I attended AUB Outdoors for the first time in years in May 2019.Footnote 15 While the event was unremarkable as a carnival, I was drawn to it by the fact that the multi-day event’s musical lineup featured several alternative bands. While there were several bands of interest performing the night I attended, I was there to see the Wanton Bishops, who had been billed as the event’s headliners. The band began their set to loud applause. Their bright floral visuals and flashing light show captivating in the darkness. Scene set, frontman Nader Mansour burst onto the stage in his signature ‘bad boy’ look – pants almost obscenely tight, striped shirt rolled up to his elbows and unbuttoned to his sternum – and immediately launched the band into their first song, ‘Waslaha’. Ever the showman, Mansour danced across the stage, a mesmerised crowd encouraging him by yelping, yelling, singing along, and moving to the beat. I was as surprised by the audience’s enthusiasm and seeming familiarity with the music as I was at the band’s presence on AUB Outdoors’ lineup.

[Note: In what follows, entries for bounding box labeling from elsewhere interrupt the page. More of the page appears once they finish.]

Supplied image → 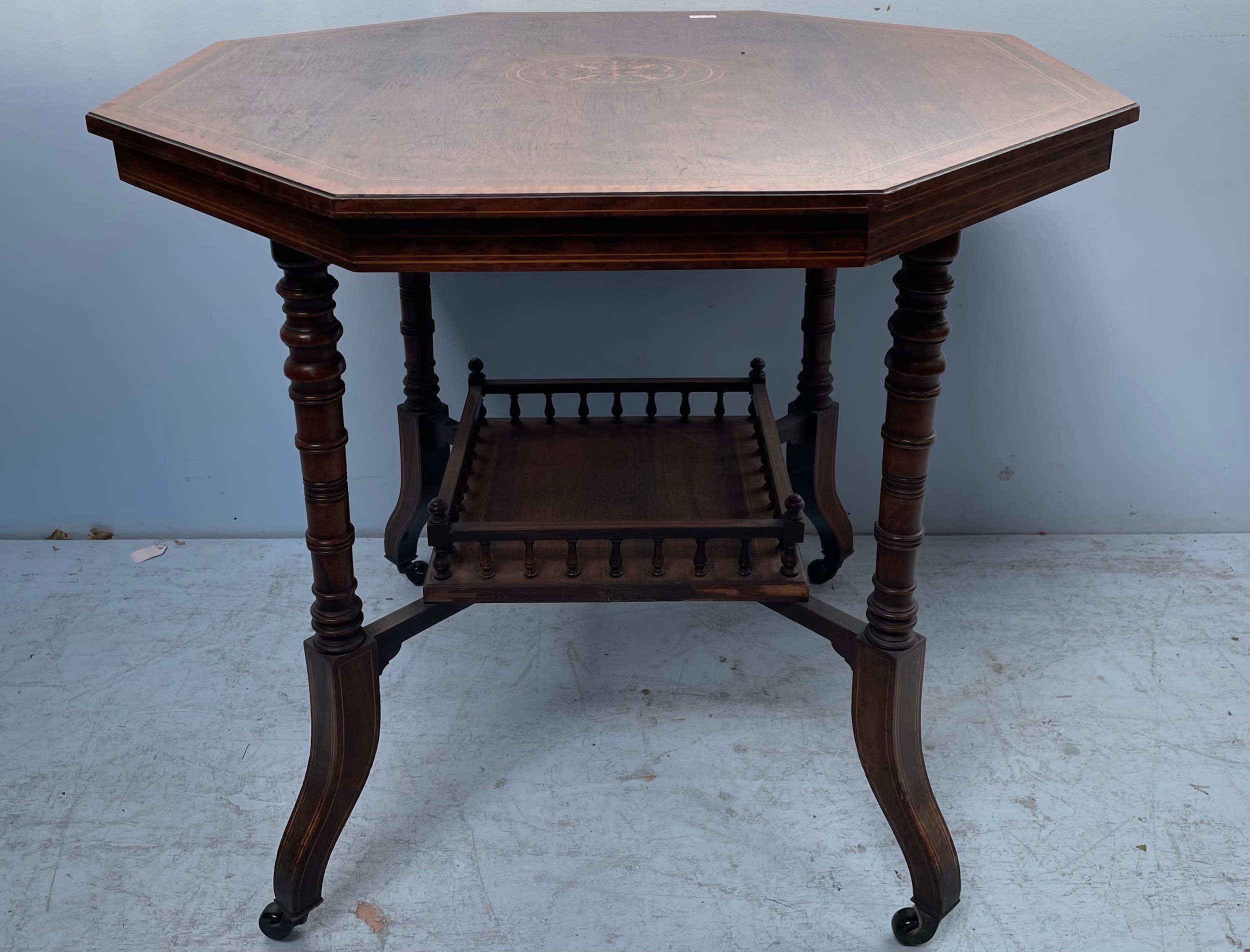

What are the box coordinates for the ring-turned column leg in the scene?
[782,268,854,584]
[260,242,382,938]
[384,271,456,584]
[852,232,960,946]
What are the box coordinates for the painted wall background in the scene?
[0,0,1250,537]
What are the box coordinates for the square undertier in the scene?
[424,418,808,602]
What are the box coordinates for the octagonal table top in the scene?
[88,11,1138,268]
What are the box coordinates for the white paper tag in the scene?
[130,542,165,564]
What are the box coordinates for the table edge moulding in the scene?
[86,11,1138,944]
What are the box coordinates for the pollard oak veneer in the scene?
[86,12,1138,944]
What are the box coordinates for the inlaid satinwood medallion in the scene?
[88,11,1138,271]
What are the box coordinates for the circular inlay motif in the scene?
[508,56,722,90]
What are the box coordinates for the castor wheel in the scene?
[404,558,430,588]
[808,558,838,584]
[260,902,308,942]
[890,906,942,946]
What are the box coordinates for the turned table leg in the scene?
[260,242,382,938]
[852,232,960,946]
[384,271,456,584]
[780,268,854,584]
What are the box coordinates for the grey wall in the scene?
[0,0,1250,536]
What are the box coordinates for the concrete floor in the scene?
[0,536,1250,952]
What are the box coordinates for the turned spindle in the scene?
[695,538,708,578]
[865,232,959,651]
[478,542,495,578]
[782,492,802,578]
[738,538,752,574]
[426,496,452,582]
[272,242,365,654]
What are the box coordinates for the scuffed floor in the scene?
[0,536,1250,952]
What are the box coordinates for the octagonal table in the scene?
[88,12,1138,944]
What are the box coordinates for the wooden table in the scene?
[88,12,1138,944]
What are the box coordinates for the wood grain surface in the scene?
[89,11,1136,215]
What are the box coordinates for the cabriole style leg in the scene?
[784,268,854,584]
[384,271,456,584]
[260,242,380,938]
[852,232,960,946]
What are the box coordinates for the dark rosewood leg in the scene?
[852,232,960,946]
[384,271,455,584]
[782,268,854,584]
[260,242,380,938]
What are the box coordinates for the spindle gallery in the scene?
[88,12,1138,946]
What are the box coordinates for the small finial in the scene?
[785,492,802,521]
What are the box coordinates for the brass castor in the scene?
[404,558,430,588]
[260,902,308,942]
[890,906,942,946]
[808,558,839,584]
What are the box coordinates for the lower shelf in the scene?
[424,370,809,604]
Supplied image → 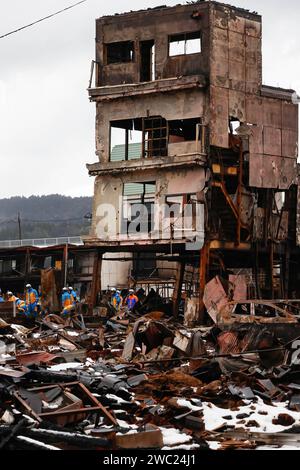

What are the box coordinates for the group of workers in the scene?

I had heard through other artists that The Wanton Bishops were no longer performing, and their inactivity over the last few years seemed to confirm these claims (Figure 2).

Figure 2. The Wanton Bishops perform live at AUB Outdoors (by author, 5 May 2019).

The Wanton Bishops emerged onto Beirut’s alternative music circuit in 2011, quickly distinguishing themselves through Mansour’s growling baritone and harmonica playing, and their Garage/Blues sound in a musical landscape dominated by indie rock/pop or folk bands. While the Bishops have hosted a revolving cast of drummers, guitarists, and bassists – recruited both from Lebanon and abroad – at its core were Nader Mansour and Eddy Ghossien. The band independently released their first EP, Bad Rhyme, in 2011, and followed with their debut album, Sleep With the Lights On (2012), establishing themselves as active members of Beirut’s then-bustling and rapidly growing alternative music scene.

The duo made waves in 2014 when they announced that they had signed a publishing deal with Red Bull Media House’s Publishing Portfolio and would spend the Spring of that year touring the United States. The tour was funded in its entirety by Red Bull, who also shot and produced a documentary titled Walk it Home chronicling the tour and recounting the story of the band’s rise to fame. The documentary premiered in 2015 at Red Bull-funded gala events in both Paris and Beirut and was released on Red Bull TV’s website for public streaming.Footnote 16 That same year, the band wrote and recorded their second EP, Nowhere Everywhere, which was produced by Fadi Tabbal at his Beirut-based Tunefork Studios and partially recorded and mastered at Red Bull Studios in Los Angeles.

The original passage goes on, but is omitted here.